Well...when i heard a while back that John Larroquette was getting his own show, after Night Court had it's run, I was naturally excited. The funniest cast member of NC getting his own show...(Right On!!) The first season I really liked, the show had a lot of room for the characters to develop, and each of the supporting cast had it's own little quirks about them...to really make them stand out. The first season the show had a real dark edge to it, but really, really funny as well. Naturally, I thought the second season, would be just as good, maybe funnier, because the support cast would have more room to develop. (Boy was I wrong!) I watched a couple of shows on season 2, the edge was gone the darkness was gone and Hemmingway moved to a swanky new pad. I liked it when he was in his dumpy apartment instead of his condo. What I noticed about sit-coms is that, when the main character makes a move, the show is really established and so are the other characters. All I can say is about this show is they rushed the main character too fast and the supporting cast. I stopped watching completely when he had his house warming party, and the humour i didn't get, nor could I understand why he would invite bums and homeless people to his house warming... (I didn't understand the concept or the humor.) (Just a Thought....) Great site!! (KEEP UP THE GREAT WORK!!!!!)

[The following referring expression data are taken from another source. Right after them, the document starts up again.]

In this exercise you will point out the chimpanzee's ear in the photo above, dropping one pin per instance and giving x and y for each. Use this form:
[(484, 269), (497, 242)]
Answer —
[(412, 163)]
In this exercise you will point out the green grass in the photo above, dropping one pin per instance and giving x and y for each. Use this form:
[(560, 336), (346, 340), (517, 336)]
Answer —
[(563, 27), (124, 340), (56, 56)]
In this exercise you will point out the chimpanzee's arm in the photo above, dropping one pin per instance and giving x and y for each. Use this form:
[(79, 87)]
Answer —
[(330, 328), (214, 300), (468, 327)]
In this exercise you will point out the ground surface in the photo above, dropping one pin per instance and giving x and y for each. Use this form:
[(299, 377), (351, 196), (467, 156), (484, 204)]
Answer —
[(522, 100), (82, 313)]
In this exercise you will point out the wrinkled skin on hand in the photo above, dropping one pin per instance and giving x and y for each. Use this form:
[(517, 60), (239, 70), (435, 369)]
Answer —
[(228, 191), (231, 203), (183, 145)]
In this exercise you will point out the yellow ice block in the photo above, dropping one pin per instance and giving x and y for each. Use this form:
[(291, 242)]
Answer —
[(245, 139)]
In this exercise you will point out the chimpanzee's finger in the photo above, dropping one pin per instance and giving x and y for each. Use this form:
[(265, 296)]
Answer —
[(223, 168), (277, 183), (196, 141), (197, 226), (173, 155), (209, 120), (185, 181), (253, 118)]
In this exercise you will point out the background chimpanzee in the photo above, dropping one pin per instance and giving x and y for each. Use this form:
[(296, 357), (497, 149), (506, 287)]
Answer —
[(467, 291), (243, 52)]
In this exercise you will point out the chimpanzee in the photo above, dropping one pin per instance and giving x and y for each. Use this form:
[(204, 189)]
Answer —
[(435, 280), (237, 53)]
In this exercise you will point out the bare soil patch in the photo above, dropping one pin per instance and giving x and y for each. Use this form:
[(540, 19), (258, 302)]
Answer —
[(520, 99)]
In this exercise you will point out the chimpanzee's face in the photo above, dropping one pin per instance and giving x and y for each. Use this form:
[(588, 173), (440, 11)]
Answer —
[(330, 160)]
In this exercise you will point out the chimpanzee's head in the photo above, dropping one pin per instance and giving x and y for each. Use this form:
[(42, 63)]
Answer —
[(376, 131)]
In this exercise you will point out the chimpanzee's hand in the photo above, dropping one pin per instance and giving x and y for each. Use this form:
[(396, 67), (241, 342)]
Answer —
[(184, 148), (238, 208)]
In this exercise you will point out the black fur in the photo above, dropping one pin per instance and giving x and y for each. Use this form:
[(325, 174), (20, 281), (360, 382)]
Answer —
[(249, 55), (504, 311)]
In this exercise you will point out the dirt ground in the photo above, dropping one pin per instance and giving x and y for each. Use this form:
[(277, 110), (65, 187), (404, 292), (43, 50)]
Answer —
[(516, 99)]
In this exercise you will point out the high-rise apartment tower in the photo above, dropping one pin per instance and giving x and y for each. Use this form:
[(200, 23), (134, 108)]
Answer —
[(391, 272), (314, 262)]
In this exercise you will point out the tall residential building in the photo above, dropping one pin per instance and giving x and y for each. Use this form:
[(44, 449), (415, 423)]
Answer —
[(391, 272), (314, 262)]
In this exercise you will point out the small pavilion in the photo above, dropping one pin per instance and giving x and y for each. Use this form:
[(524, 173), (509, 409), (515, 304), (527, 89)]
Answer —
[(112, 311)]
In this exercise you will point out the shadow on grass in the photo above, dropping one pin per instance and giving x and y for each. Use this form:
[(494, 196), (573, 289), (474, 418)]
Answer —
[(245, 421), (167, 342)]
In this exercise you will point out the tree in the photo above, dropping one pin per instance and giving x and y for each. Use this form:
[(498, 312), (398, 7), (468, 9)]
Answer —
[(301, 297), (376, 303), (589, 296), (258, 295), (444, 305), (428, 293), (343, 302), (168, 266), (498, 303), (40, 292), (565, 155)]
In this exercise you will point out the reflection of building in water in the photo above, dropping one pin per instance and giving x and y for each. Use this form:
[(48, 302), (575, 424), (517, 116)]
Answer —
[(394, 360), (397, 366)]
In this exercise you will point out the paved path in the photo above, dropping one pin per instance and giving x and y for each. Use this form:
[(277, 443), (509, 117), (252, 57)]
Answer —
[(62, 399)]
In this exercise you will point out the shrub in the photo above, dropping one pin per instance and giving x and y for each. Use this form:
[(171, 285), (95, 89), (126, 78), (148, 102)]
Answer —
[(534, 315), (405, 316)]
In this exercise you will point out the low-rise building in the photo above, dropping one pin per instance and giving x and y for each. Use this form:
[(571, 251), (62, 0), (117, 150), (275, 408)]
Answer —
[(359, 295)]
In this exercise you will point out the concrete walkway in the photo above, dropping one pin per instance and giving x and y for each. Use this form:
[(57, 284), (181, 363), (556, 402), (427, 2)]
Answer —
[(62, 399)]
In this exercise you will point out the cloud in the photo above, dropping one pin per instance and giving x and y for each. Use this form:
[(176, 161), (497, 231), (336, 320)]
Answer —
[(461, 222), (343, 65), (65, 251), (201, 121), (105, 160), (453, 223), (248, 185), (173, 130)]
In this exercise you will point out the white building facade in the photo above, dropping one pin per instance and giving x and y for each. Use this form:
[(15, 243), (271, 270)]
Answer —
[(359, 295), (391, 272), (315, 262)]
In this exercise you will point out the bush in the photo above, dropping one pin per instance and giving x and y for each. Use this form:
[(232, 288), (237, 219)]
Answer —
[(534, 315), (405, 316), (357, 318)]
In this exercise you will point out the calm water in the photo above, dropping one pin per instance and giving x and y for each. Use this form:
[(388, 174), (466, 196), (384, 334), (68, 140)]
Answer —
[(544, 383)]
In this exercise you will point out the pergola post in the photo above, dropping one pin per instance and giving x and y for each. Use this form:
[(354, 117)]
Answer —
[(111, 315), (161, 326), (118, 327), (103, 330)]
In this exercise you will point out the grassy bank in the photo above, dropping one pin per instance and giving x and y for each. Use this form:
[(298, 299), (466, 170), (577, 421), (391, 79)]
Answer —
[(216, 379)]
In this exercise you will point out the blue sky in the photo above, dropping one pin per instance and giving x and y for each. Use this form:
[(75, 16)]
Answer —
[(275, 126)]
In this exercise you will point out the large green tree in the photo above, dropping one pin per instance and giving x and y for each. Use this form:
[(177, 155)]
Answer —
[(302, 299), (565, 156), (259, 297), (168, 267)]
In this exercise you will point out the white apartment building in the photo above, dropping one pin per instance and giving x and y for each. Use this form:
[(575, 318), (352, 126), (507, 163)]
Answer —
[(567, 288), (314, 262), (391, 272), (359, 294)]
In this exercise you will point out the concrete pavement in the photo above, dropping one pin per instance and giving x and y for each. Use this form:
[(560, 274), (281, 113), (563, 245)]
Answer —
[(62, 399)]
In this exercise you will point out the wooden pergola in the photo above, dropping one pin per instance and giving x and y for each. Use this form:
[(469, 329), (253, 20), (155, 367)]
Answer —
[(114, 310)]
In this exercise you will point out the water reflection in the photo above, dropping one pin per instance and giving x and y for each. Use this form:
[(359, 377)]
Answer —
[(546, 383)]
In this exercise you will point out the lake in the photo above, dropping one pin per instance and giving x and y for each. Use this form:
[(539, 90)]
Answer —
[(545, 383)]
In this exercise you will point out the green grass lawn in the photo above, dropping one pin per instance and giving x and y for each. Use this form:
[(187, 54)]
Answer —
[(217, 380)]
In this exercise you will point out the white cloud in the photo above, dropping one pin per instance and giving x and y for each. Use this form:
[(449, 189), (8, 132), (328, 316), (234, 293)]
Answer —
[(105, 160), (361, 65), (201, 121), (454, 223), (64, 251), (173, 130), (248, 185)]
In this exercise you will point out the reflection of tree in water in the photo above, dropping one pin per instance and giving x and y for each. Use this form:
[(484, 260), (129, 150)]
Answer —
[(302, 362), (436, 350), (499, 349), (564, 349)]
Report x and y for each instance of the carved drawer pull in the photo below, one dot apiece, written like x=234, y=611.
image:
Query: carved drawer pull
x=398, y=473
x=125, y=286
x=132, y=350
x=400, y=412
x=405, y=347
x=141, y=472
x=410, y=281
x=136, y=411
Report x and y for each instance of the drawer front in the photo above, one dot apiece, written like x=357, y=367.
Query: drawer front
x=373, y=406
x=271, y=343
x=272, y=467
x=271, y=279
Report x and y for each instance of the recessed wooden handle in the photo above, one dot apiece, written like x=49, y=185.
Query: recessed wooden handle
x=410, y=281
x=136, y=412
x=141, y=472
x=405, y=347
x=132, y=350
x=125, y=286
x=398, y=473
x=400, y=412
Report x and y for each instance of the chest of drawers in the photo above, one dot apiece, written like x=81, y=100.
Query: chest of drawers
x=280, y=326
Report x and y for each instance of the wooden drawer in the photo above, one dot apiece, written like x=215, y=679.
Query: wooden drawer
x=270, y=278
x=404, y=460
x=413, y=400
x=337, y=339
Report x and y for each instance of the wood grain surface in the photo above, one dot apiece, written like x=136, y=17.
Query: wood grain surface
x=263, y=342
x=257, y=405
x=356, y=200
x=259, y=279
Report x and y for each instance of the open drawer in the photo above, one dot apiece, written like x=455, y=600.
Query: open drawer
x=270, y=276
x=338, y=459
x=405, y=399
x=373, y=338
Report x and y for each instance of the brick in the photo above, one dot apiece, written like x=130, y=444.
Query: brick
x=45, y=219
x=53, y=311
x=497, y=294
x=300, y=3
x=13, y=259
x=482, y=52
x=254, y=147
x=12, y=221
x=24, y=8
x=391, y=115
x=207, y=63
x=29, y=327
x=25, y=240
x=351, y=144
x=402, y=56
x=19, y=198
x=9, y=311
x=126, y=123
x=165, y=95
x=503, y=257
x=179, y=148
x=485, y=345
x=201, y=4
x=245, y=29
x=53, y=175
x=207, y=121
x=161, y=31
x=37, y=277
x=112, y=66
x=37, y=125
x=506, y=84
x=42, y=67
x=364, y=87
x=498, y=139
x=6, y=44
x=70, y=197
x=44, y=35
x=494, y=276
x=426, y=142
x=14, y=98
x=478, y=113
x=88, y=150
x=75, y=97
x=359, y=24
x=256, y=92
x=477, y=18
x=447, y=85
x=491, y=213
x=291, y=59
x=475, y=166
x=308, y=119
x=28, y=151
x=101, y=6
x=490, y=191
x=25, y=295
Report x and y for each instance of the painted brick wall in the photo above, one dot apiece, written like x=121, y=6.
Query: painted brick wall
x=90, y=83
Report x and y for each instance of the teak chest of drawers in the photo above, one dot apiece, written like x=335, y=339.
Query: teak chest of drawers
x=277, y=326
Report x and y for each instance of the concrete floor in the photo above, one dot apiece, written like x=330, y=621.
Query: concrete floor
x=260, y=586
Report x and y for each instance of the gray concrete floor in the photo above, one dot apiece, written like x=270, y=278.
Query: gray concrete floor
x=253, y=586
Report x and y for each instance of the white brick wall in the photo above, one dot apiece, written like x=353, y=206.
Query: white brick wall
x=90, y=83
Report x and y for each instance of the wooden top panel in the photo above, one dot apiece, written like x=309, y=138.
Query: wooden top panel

I started watching Larroquette in the spring of 1996 and was very angry when NBC cancelled the show that fall. I was glad when USA started airing it in 2000 and made it a point to watch every day. The show did not decline in its second season. It was only natural for John to have a girlfriend sooner or later. But the program was almost done by the time NBC cancelled it. About six episodes were aired on USA that did not appear on NBC. These episodes are rather pointless. Overall, Larroquette, like the very similar Wings, was one of the best sitcoms of the nineties.
I loved the first season of this show. It was so dark, yet creative and funny. John Larroquette's character (John Hemingway lol) is a recovering alcoholic, just as it Mr. Larroquette himself. He used his own life experiences in the role. Everyone around him was edgy and dark too. The angry young black man, the hooker, the latina woman who felt John stole her job, and the crooked cops. It was great. I still remember the episode where John goes to an AA meeting and unknowingly eats marijuana brownies. He then feels guilty because he fell off the wagon. Now it's that much harder for him to deal with his alcoholism. The other episode that really stands out in my mind was the season ender where his daughter comes to visit him. He had literally never met her. The only reason he got to now was because she was on her way to college and came to see him. I just remember it being so dark, and so well done. And so very very funny!! That's why the second season absolutely stunned me. How could they do that to my favorite sitcom? Suddenly the young black man is only angry in a funny way, the hooker (no longer a hooker) now owns the bar, the latina is comedy relief (nothing more), and he cops degenerate almost into keystone cops. Why, I ask you, WHY? Damn you network execs!!!!!!!
I agree that when they "cheered" it up the 2d season, it was not near as good, although still better than many other sitcoms ever were. The dynamics between John and Darryl "Chill" Mitchell were were just right and was my favorite part of this show
The first season was dark and not what American TV viewers are used to. It was even filmed dark. It was brilliant. The second season brought in a love interest and brighter sets. The whole tone of the show changed and everybody stopped watching because it sucked.